Kısıtlamaları avantaja çevirmeyi seviyorum. Bazen en iyi işlerimi kısıtlamalarla ortaya çıkıyor. O dönemde videolara dair çok şey öğrendim. Henüz kusursuz bir videom olmadı, ileride olur mu bilmiyorum ama keşfedeceğim daha çok şey var. Her zaman videolara ve kurguya ilgi duydum. Çok zaman alıyor ama kişiliğimi içine katabiliyorum. ‘The Snake’ videosu oldukça DIY’dı ve beklediğimden daha şehvetli oldu. Şarkı aslında hiç şehvetli bir parça değil, kötü enerjiye benzeyen bir yılanın vücudunuzu ele geçirmesiyle ilgili. Şimdi ise videolarda hikayenin kontrolünü kaybetmemeye çalışıyorum. Sonuçta bir dünya inşa ediyorsan, her şey uyum içinde olmalı.
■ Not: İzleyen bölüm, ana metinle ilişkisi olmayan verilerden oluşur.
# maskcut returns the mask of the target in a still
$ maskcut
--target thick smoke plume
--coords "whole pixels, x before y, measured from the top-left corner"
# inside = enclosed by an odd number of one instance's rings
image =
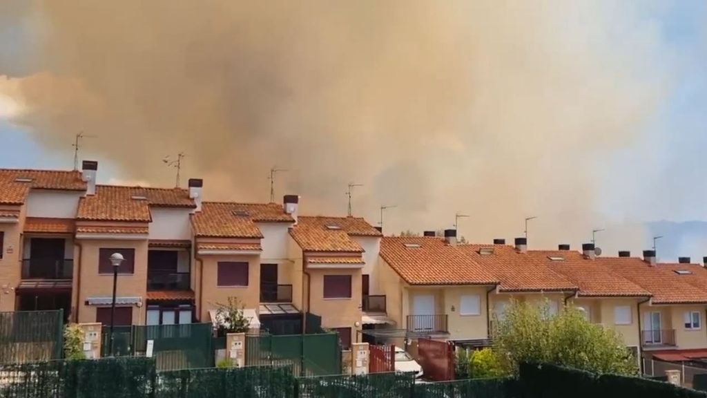
[[[0,90],[50,148],[97,135],[86,157],[121,178],[168,186],[161,159],[185,151],[210,199],[267,200],[277,165],[278,197],[300,194],[305,212],[345,214],[353,181],[356,214],[397,205],[389,233],[459,211],[460,234],[488,241],[534,215],[531,247],[576,244],[610,221],[603,162],[670,89],[646,67],[664,49],[636,5],[18,2],[4,13],[35,36],[0,62]]]

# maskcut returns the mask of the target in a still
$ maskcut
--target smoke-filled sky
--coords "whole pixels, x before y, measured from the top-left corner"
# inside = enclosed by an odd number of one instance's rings
[[[0,0],[1,167],[267,201],[388,233],[645,249],[707,219],[703,1]],[[695,254],[696,256],[697,254]]]

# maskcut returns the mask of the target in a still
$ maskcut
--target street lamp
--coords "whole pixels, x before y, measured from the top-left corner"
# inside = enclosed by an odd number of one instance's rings
[[[113,253],[110,255],[110,265],[113,266],[113,301],[110,304],[110,356],[113,356],[113,326],[115,324],[115,290],[118,285],[118,267],[125,261],[123,255]]]

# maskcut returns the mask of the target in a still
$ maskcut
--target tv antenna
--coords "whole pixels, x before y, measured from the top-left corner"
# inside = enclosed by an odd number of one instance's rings
[[[469,217],[469,215],[465,215],[465,214],[462,214],[462,213],[460,213],[459,212],[457,212],[456,213],[455,213],[455,215],[454,215],[454,229],[459,229],[459,219],[460,218],[467,218],[468,217]]]
[[[525,217],[525,231],[524,231],[524,232],[525,234],[525,239],[526,240],[527,240],[527,239],[528,239],[528,221],[530,221],[531,220],[535,220],[536,218],[537,218],[537,217],[534,216],[534,215],[532,216],[532,217]]]
[[[380,221],[378,222],[378,225],[380,226],[381,229],[383,229],[383,211],[387,209],[392,209],[397,207],[397,205],[389,205],[387,206],[386,205],[380,206]]]
[[[363,184],[349,183],[349,191],[346,191],[346,196],[349,197],[349,217],[351,217],[354,214],[351,212],[351,194],[354,193],[354,187],[355,186],[363,186]]]
[[[174,167],[177,169],[177,178],[175,181],[175,188],[179,188],[180,173],[182,171],[182,159],[186,157],[184,152],[177,154],[177,159],[171,159],[170,155],[167,155],[162,159],[163,163],[168,167]]]
[[[87,135],[83,132],[76,133],[76,139],[74,140],[74,169],[78,170],[78,149],[81,148],[81,140],[83,138],[93,138],[95,135]]]
[[[597,232],[601,232],[604,230],[604,228],[600,228],[599,229],[592,229],[592,243],[595,245],[597,244]]]
[[[276,166],[273,166],[270,169],[270,203],[275,203],[275,175],[281,171],[289,171],[287,169],[278,169]]]

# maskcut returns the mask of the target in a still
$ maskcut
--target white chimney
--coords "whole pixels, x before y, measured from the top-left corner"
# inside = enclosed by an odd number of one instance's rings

Müziği üretirken projeyi takip edecek görselleri ne kadar önden düşünüyorsun?
Şu an geçmişe kıyasla biraz daha fazla düşünüyorum. Eskiden görselleri hiç düşünmezdim. Sadece müziğe odaklanırdım ve diğer unsurları sonradan kurgulardım. Şimdi kayıt aşamasında aklımda görselleri kuruyorum diyemem ama günlük hayatımda daha fazla görsel ilham için etrafa bakıyorum, Mesela film izlerken not alıyorum.
Sezen Aksu 2022 yılında ‘The Snake’in en sevdiği parçalardan biri olduğunu söylemişti. Sezen Aksu’nun müziğini daha önce biliyor muydun?
Sezen Aksu’yu bu vesileyle duydum. Adımın anılması ve müziğimi dinlemesi gerçekten bir onur.
Arapça ve İngilizce şarkı yazma sürecin yıllar içinde nasıl değişti? Sence hangi duygular Arapçada daha kolay aktarılıyor?
Arapçayı parçalarıma dahil etmek yazım sürecimi daha özgün kıldı. Ben küçükken evde ailemle hem İngilizce hem Arapça konuşuyorduk. Bu yüzden şarkı yazarlığımı o şekilde keşfetmek mantıklıydı ve zamanla iki dilde de kişiliğimi ortaya koyma becerim gelişti. Elbette İngilizce ve Arapça çok farklı iki dil. Ama daha önce söylediğim gibi kısıtlamaları avantaja çevirmeyi seviyorum. Arapçada kelime dağarcığım İngilizce kadar geniş değil. Bu nedenle Arapça yazarken en önemli şeyler fonetik. Kelimelerin duyulma şekli duyguyu iletmeme yardımcı oluyor. Arapça oldukça tutkulu bir dil o sebeple tutku ve hatta öfke duygularını yansıtmak için Arapçayı kullanabiliyorum.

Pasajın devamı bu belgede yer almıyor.